Thus the true cause of the blessedness of the good angels is found to be this, that they cleave to Him who supremely is. And if we ask the cause of the misery of the bad, it occurs to us, and not unreasonably, that they are miserable because they have forsaken Him who supremely is, and have turned to themselves who have no such essence. And this vice, what else is it called than pride? For "pride is the beginning of sin."[525] They were unwilling, then, to preserve their strength for God; and as adherence to God was the condition of their enjoying an ampler being, they diminished it by preferring themselves to Him. This was the first defect, and the first impoverishment, and the first flaw of their nature, which was created, not indeed supremely existent, but finding its blessedness in the enjoyment of the Supreme Being; whilst by abandoning Him it should become, not indeed no nature at all, but a nature with a less ample existence, and therefore wretched." (Book 12)

Knowledge

Augustine sought to demonstrate that certainty is philosophically possible. He first argued that acceptance of probability implicitly we assume that certainty exists since 'probably true' implies that certain truth exists. No truth means no probability. His second argument is to say that happiness is the result of acquired wisdom. To state that wisdom in unattainable is to say that happiness is impossible. The third argument Augustine uses is that of the senses. He insists that they are dependable and that the mind can comprehend independently of sensory information so it must be even more reliable than the senses. As a final point the author affirms that our mental states are beyond doubt since we know we are thinking. Even if we say we are being deceived this deception proves that we exist.

Predestination

Augustin opposed the Pelagian doctrine of free will which questioned original sin and taught that virtuous actions were the result of humans' own moral efforts. People gained entry to heaven through their own moral behaviour. Augustin declared this heretical. He taught that before the Fall Adam and Eve had had free will, but that since only God's grace enables humans to be virtuous. We inherit original sin from Adam and deserve damnation, but through God's saving grace certain people have been chosen to go to heaven. These are the elect.

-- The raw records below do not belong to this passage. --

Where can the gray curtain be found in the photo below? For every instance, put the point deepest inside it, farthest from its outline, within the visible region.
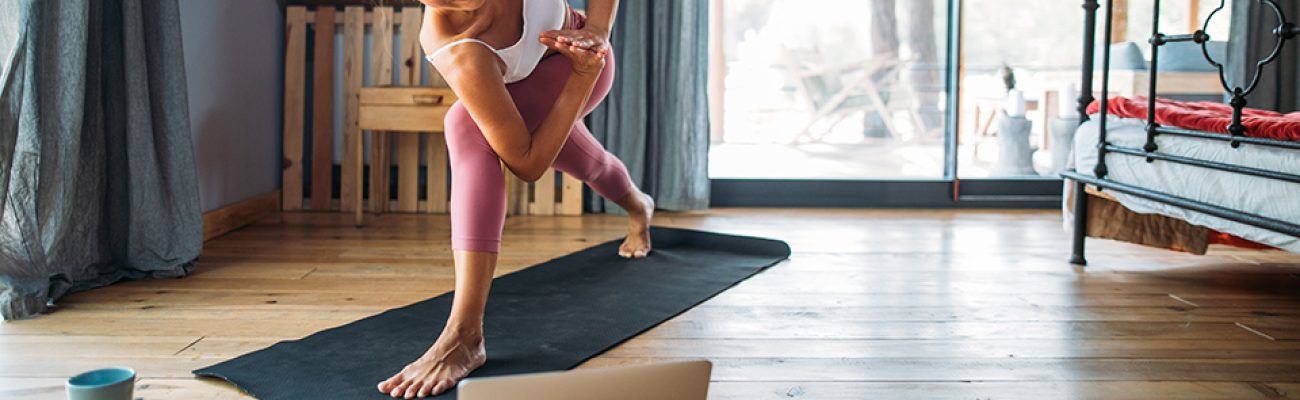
(657, 114)
(1252, 40)
(96, 164)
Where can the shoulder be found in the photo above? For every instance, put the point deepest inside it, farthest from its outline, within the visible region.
(467, 60)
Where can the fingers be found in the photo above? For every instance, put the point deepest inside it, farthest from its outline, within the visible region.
(576, 38)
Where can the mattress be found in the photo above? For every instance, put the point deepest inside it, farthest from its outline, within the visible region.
(1261, 196)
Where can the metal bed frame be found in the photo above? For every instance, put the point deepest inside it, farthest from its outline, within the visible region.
(1235, 138)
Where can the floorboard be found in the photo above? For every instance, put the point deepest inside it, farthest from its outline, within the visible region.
(882, 304)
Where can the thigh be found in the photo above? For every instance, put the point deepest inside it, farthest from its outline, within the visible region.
(534, 96)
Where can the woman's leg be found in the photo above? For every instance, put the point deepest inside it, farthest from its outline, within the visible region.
(584, 159)
(479, 212)
(477, 216)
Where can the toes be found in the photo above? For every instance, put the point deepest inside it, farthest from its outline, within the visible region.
(425, 390)
(443, 385)
(388, 386)
(399, 390)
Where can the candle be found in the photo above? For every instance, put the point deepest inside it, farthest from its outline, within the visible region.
(1067, 101)
(1015, 103)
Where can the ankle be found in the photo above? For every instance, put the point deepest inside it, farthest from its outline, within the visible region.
(463, 330)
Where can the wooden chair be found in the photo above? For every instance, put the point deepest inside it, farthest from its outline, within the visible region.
(837, 91)
(402, 111)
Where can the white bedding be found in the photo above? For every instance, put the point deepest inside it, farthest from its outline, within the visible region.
(1262, 196)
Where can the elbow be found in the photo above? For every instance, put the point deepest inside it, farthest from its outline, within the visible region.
(531, 175)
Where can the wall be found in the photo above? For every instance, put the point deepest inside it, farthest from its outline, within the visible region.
(233, 62)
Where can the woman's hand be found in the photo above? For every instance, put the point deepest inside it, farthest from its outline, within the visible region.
(586, 50)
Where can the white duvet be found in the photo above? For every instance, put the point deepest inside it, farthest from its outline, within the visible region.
(1262, 196)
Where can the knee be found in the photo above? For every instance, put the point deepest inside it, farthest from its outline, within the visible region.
(459, 127)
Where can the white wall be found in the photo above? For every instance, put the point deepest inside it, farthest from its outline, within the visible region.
(233, 62)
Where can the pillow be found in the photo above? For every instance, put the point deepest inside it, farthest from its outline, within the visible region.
(1187, 57)
(1123, 56)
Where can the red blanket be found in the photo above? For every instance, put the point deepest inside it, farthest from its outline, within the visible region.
(1207, 116)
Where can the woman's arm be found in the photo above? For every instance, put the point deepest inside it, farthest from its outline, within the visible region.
(594, 34)
(473, 74)
(599, 16)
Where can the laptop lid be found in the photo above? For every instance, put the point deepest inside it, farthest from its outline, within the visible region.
(683, 381)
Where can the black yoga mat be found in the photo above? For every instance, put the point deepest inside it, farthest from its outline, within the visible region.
(551, 316)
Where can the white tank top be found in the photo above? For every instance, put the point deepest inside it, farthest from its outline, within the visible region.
(521, 57)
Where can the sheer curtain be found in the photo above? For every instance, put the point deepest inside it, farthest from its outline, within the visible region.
(657, 114)
(96, 162)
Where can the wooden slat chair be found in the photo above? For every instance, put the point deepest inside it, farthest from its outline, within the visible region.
(839, 91)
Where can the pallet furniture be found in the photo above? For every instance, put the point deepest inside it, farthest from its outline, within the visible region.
(369, 37)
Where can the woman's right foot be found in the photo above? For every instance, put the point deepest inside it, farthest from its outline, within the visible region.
(637, 244)
(449, 360)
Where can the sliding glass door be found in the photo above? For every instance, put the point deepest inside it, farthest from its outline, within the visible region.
(830, 90)
(897, 103)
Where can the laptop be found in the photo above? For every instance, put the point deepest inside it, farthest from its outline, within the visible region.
(679, 381)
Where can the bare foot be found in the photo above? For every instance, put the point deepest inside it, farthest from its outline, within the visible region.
(440, 369)
(637, 244)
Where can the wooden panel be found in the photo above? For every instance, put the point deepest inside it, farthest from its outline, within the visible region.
(436, 164)
(571, 196)
(407, 96)
(295, 59)
(381, 74)
(544, 195)
(224, 220)
(1119, 25)
(408, 146)
(403, 118)
(354, 52)
(323, 111)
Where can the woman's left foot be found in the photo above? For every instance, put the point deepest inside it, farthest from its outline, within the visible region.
(637, 244)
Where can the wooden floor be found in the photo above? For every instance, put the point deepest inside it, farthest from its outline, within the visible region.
(874, 304)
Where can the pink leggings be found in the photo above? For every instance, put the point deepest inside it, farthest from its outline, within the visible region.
(477, 182)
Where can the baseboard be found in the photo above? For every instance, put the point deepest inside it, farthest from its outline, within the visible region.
(224, 220)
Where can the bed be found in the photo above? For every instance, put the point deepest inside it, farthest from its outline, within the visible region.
(1182, 175)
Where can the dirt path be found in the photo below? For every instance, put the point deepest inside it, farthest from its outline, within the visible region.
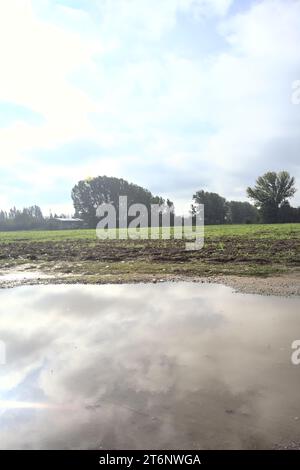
(280, 285)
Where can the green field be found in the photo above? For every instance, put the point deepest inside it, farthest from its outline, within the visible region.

Augustine found the basis for his argument in the pauline texts, particularly Romans 8:29–30, which appears to imply predestination, if taken in isolation. Calvin later adopted the doctrine of double predestination (to heaven or hell), but it was rejected by the Catholic Church at the Council of Orange in 592.

However, predestination is quietly accepted by the Catholic Church. The rational of Church teaching is that God has a plan for each human, but we must choose to comply. Predestination refers to the Divinity' pre-knowledge of our individual acceptance or rejection of our destiny.